The figures, in line with separate numbers reported by Domain Group – majority-owned by Nine, publisher of The Australian Financial Review – also showed a preliminary clearance rate of 89.2 per cent in Canberra, based on the 65 reported results of 74 scheduled sales, 64 per cent in Adelaide and 61.9 per cent in Brisbane.
There will be more distressed selling.
— AMP Capital’s Shane Oliver
In Sydney’s inner-western Dulwich Hill, a downsizing couple on Saturday beat 12 other registered bidders to pay $525,000 over reserve for a renovated four-bedroom house. The 38a Constitution Road home had 160 groups visit it during the campaign and it sold for $2.6 million.
“We had a real mix of buyers for this home: upsizers, downsizers and a range of other people wanting to move into the area,” Ray White Petersham agent Nicholas Arena said.
The improving Sydney market was good, but it is yet to feel the effects of the pandemic, AMP Capital chief economist Shane Oliver said.

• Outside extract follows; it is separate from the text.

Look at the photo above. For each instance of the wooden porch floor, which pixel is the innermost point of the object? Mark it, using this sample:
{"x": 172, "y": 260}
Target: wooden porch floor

“It’s still masking the underlying dynamic which has been the hit to the economy, higher for longer unemployment, a bit hit from reduced demand as with regard to immigration and above-average rental vacancy rate, pushing downward pressure on rents, which will pressure investors,” Dr Oliver told the Financial Review on Sunday.
“There will be more distressed selling.”
At the very least, agents are preparing to tap buyers in the top end of Melbourne’s market as soon as restrictions lift. RT Edgar agent Jack Edgar will soon test the market with a campaign for a 4200sq m block of land at 16 St George’s Road in Toorak.
The large Queen Anne-style home on the site – owned by Peter Devitt, the boss of construction company LU Simon, until he sold it for $18.5 million in 2013 – was demolished by purchaser Xiaoyan “Kylie” Bao in 2015. The site remains a vacant block.
Ms Bao put it on the market last year with a $40 million-plus price guide, The Age reported, but it failed to sell. Market sources put the asking price at about $39 million. Mr Edgar declined to comment.
One kilometre away, the five-bedroom home of James Calvert-Jones, a son of Rupert Murdoch’s sister Janet Calvert-Jones and her husband John, has also gone on the market with a price guide between $13 million and $14 million.
The campaign wasn’t necessarily anticipating the end of restrictions, said sales agent Andrew Hayne, who declined to comment on his client.
“We do quite few transactions, sight unseen,” Marshall White agent Mr Hayne said. “If we can do it for expats, why not do it for the local market?”
But in the lower-priced segments of the market, uncertainty remains. A delay in the resumption of activity in Melbourne could see the market only start operating normally in November.
“The risk is that the market gets pushed into next year, and we all know of the risks to the market that is awaiting us in 2021,” Ray White Group managing director Dan White said.
But where restrictions ease, activity is returning. Curbs lifted in regional Victoria last week to permit agents to show as many as nine people through a property and this had boosted competition between buyers, especially given that stock that was about half of its typical level, said Ray White Bendigo agent Brent Mason.
“There’s a bit of a buzz going on here at the moment,” Mr Mason said. “We’re doing 15 per cent of our deals to people from Melbourne – that’s probably double what it normally is.”
And in Melbourne, agents are anticipating a similar boost.
“Christmas Day will be a day of rest,” Kaye & Burton director Michael Gibson said. “But I don’t think any day either side will be a day of rest. We have had many months now of inactivity and people will want to get deals done.”